Hair Pulling Madness
I got a swift kick in the pants within 30 minutes of writing some Zig. Let’s
take a look at the nextToken
method I wrote on the Lexer and breakdown what
went wrong:
pub fn nextToken(self: *Lexer) token.Token {
var tok: token.Token = undefined;
self.skipWhitespace();
switch (self.ch) {
'=' => {
if (self.peekChar() == '=') {
const ch = self.ch;
self.readChar();
var l = [_]u8{ ch, ch };
var l = [_]u8{ ch, self.ch };
const literal = l[0..];
tok = token.Token{
.type = token.TokenType.EQ,
.literal = literal,
.line = self.line,
.col = self.col,
};
} else {
var l = [_]u8{self.ch};
const literal = l[0..];
tok = newToken(
token.TokenType.ASSIGN,
literal,
self.line,
self.col,
);
tok = self.newToken(token.TokenType.ASSIGN, literal);
}
},
//... more similar cases...
else => {
var l = [_]u8{0};
const literal = l[0..];
tok = token.Token{
.type = token.TokenType.ILLEGAL,
.literal = literal,
.line = self.line,
.col = self.col,
};
},
}
self.readChar();
return tok;
}
10 points to anyone who can spot the problem with this code, because it’s a big honking issue. I couldn’t figure it out at first, so let’s step away from the Lexer for a second.
Enter Ziglings
It was clear that just reading the docs and zig.guide were not quite enough for me. My background it low-level languages is too weak.

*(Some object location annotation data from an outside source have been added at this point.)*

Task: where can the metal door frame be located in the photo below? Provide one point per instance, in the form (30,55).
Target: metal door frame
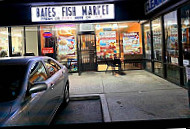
(79,57)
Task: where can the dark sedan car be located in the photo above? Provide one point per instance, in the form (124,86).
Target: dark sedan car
(31,90)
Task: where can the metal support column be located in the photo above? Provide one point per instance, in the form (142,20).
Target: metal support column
(163,48)
(10,41)
(180,59)
(152,48)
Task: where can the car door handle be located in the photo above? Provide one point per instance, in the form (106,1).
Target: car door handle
(52,85)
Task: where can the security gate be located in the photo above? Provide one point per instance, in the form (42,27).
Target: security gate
(87,52)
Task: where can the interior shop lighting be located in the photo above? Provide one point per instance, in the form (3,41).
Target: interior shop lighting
(125,26)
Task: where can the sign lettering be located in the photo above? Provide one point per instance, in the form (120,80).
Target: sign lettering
(151,5)
(73,13)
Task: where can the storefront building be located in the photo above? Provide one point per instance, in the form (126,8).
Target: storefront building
(166,40)
(80,35)
(83,34)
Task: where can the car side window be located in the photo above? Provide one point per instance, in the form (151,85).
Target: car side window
(38,73)
(52,66)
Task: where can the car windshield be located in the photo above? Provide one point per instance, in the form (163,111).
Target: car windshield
(11,78)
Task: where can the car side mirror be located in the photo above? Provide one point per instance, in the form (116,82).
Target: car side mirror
(38,87)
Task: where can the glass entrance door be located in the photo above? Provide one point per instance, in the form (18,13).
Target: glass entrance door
(87,52)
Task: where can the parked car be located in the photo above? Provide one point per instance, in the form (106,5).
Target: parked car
(31,90)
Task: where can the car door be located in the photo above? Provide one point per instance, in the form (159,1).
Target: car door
(40,104)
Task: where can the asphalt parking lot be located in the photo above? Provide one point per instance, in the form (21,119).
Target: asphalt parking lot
(136,96)
(80,110)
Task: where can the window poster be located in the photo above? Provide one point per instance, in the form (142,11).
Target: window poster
(131,43)
(107,44)
(66,42)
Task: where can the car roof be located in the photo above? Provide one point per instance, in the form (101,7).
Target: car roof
(22,60)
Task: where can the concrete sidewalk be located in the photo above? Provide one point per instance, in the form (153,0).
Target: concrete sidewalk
(138,95)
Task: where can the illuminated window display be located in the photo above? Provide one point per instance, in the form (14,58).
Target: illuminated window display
(130,38)
(147,42)
(59,42)
(185,22)
(171,37)
(107,44)
(157,46)
(157,39)
(31,40)
(4,44)
(172,47)
(17,34)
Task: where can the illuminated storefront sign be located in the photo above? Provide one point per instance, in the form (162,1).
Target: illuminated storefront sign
(73,13)
(151,5)
(47,34)
(46,50)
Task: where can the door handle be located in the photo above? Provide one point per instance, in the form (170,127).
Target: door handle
(52,85)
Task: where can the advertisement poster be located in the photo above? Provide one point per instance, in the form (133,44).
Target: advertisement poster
(131,43)
(72,13)
(67,45)
(107,44)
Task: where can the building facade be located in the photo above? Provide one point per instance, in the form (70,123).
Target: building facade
(82,34)
(166,40)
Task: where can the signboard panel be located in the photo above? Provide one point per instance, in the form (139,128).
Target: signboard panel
(151,5)
(46,50)
(73,13)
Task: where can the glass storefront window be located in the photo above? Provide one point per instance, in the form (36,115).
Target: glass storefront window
(130,43)
(31,40)
(59,42)
(107,44)
(147,41)
(4,43)
(157,46)
(17,34)
(172,47)
(157,39)
(171,38)
(185,22)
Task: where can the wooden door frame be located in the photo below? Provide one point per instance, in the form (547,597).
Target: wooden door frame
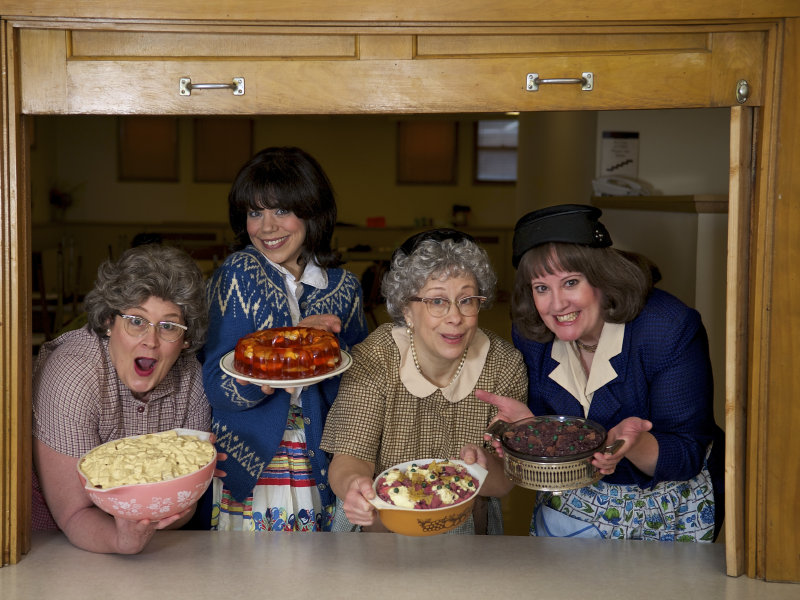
(775,186)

Fortunately, there exists an amazing way to pick up Zig and quickly learn some
of the low-level concepts that Zig is trying to address:
Ziglings! It features over 100 exercises that gently
increase in difficulty. Just fix the small programs in each file and run
zig build
to see if you succeeded.
I’m not 100% finished yet, but it already got me comfortable enough that I was able to go back and figure out what in the unholy hell I was doing wrong earlier.
Enter The Arena
You see, everything I was doing was almost completely on the stack. I believe
that my issue was simple and frustrating: in the main file, I would initialize a
Lexer (cool, no big deal) and then ask it to loop over the lexer until an EOF
token is found (also chill, easy enough). But when I’d go to take a look at what
was inside the tokens I had generated, the line, column, and type were
perfect… But the token literal!??! It might just be []const u8
with two 0
bytes. What the f$%k!?!
My understanding now is that the when the newToken
call was clearing up the
[]const u8
strings, which are basically a pointer and a length, were having
their contents freed. So I was keeping the pointer and grabbing (drumroll,
please)… 00000000
AKA 0
AKA NUL
.
The fix was fairly simple: make an arena allocator and pass it into the Lexer
upon intialization. Anytime you make a string, just std.mem.Allocator.dupe
the
sucker onto the heap and you’re good.
An arena is a good choice here because we are fine just dumping all the contents of the Lexer onto the heap for now and then just freeing the whole shebang once we’re done with the Lexer and Tokens. There are clearly performance optimizations that could be made, but just getting it to work is a huge deal for me.
What’s Next?
I have two things:
- My new game OctoDive is well under way and I need to kick it into high gear. I like the idea and it’s shaping up quite nicely.
- There’s an idea that I’ve been mulling about that I might want to try, but the complexity is pretty high and it’s a fair bit of mixing up different details that I have yet to broach in development. Audio streaming, efficiently storing and converting large audio files, and payments for users. It’s scary to know all the work that can go into a project and then dive in. Sometimes it better to be stupid and naive.